Friday, January 19, 2007

Snap Judgment: Hitch a ride on nostalgia

Hey studios! I've got three documentaries from Netflix at home, and two of them are about architecture! Got anything more exciting?

Please?

Eh... didn't think so.



The Hitcher (horror, rated R, directed by Dave Meyers, written by Jake Wade Wall and Eric Bernt, based on an earlier screenplay by Eric Red)

First of all, what's with the movie's website (www.neverpickupstrangers.com)? Is this the new synergy between big-budget schlock and the Ad Council? When they get around to making another Nightmare on Elm Street, is the URL going to be something like http://www.SnoringCanBeASignOfSleepApneaCallYourDoctor.com? Anyway, the better news is that the film was directed by music video veteran Dave Meyers, meaning that it will likely combine the subtly effective camera placement from "Gossip Folks" with the mis en scene of "Get the Party Started" and perhaps a touch of the neo-Tarkovskyan imagery so well illustrated in "Bawitdaba." Plus it has Sean Bean. Sean Bean! How the hell did they get him in the movie? you might ask. The answer is simple: 3:30 A.M. bathroom ambush. Because when you wake up in the middle of the night with that intense bladder-draining urge, and you just want to finish the task and get back in bed, well then, you might just sign a contract if that's what it takes to get the studio lawyer away from your porcelain mecca.

The Good German (drama, rated R, directed by Steven Soderbergh, written by Paul Attanasio, based on the book by Joseph Kanon)

Soderbergh, as we all know, views a lot of his movies as experiments -- whether it's the experiment of making a super-low-budget, mostly improvisational film with a lot of famous actors, the experiment of releasing a movie in theaters, on DVD, and on TV at the same time, or the experiment of making possibly the worst sequel of all time and still getting people to show up. Here he's tried to carefully replicate every aspect of a 1940s studio film, using only equipment that was available back then (i.e., no zoom lenses, no wireless microphones) and no modern special effects or sophisticated location shooting.
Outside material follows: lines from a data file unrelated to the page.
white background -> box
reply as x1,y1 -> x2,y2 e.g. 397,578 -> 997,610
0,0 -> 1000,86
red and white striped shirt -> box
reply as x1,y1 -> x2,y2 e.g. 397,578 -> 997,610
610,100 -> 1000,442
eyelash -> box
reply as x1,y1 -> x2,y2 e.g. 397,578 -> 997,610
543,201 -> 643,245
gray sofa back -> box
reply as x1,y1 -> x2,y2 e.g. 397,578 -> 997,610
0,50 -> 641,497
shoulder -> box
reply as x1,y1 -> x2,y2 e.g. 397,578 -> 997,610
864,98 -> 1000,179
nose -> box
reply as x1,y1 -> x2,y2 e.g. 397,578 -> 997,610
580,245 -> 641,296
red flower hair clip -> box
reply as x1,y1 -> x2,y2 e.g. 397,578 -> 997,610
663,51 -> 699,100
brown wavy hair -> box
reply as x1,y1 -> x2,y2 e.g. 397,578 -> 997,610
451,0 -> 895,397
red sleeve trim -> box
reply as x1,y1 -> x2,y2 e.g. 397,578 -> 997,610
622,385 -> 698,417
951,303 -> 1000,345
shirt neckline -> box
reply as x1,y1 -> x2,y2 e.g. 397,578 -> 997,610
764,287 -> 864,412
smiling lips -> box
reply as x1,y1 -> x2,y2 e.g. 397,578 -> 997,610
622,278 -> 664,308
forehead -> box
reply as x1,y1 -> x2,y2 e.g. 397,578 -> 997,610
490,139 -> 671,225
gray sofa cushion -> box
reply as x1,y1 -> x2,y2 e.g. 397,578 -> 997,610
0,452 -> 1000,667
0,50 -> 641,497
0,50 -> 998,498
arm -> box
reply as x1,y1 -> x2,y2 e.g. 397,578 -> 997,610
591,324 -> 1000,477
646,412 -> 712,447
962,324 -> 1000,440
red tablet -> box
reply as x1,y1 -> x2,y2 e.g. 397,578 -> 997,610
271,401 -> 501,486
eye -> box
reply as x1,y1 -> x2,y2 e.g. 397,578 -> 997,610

My guess is it went even further, such that he forced Paul Attanasio to write the script on a rusty Underwood typewriter, instructed his assistants to distribute old-fashioned cocaine-laced tonics to anyone feeling "a little tuckered out" on set, and relaxed at the end of a long shooting day with a visit to an opium den. (The one area of concession to modernity came, of course, in the area of acting -- it may have been verboten to use any cameras not found in Frank Capra's basement, but Soderbergh certainly wasn't going to prevent Clooney from dropping a few f-bombs or keep Cate Blanchett and Tobey Maguire from engaging in some nudity-laden bedroom hijinks.) And the results, as most people agree, suck. It's probably for the best, because if this had been a huge critical and box-office success it would doubtless have inspired the studio heads to begin a mass exhumation of all the directors in the Hollywood Forever cemetery (along with their former agents, who would positively pee themselves at offers of $2,000 a week salary for their clients, blissfully unaware that that amount was roughly half of the film's Red Bull budget).